Educators in many of the states that didn't win or participate in the competition said "the competition’s rules tilted in favor of densely populated Eastern states, which tend to embrace more of the ideas that Washington currently considers innovative, including increasing the number of charter schools and firing principals in chronically failing schools," Dillon writes. Experts agreed "those rules have seemed a poor fit for the nation’s rural communities and sparsely populated Western regions." Duncan said of the prevalence of Eastern winners, "We went as far west as we could go. We want to work with Western states. Geography was irrelevant."

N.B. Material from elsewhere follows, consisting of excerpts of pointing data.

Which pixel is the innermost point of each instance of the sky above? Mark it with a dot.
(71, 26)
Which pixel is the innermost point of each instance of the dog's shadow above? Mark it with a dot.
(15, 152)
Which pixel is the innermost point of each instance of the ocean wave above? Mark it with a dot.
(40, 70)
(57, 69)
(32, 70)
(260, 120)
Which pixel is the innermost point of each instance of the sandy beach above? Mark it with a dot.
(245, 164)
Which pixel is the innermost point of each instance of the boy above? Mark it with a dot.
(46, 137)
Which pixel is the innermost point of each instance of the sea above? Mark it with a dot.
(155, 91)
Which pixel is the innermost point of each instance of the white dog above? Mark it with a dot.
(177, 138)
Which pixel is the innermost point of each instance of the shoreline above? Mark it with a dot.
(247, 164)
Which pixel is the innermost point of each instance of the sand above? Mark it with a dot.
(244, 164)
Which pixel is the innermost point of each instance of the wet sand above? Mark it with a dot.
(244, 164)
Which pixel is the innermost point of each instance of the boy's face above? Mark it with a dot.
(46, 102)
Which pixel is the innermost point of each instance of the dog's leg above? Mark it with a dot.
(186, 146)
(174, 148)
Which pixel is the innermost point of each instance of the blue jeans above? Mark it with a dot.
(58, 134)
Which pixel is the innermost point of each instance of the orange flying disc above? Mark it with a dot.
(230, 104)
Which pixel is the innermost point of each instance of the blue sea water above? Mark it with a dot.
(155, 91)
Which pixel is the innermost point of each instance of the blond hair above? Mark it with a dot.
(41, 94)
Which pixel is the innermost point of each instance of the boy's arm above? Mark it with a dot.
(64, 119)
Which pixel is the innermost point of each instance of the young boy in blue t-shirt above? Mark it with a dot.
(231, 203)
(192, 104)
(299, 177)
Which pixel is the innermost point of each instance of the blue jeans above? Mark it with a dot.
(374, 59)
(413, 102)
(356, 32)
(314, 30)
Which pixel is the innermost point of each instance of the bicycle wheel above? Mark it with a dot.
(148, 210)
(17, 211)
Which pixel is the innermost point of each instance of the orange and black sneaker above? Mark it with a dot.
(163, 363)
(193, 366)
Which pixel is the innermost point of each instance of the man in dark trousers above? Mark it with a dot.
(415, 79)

"This whole effort had more of an urban than a rural flavor," Armando Vilaseca, commissioner of education of Vermont, whose state did not participate in either round of Race to the Top. Delaware and Tennessee were selected as winners in the first round of competition, and the District of Columbia, Florida, Georgia, Hawaii, Maryland, Massachusetts, New York, North Carolina, Ohio and Rhode Island were selected as second round winners. Among the surprise losers were Colorado and Louisiana, which each "endured divisive legislative battles to change education laws in ways favored by the administration, to improve their chances of winning Race to the Top money," Dillon writes. (Read more)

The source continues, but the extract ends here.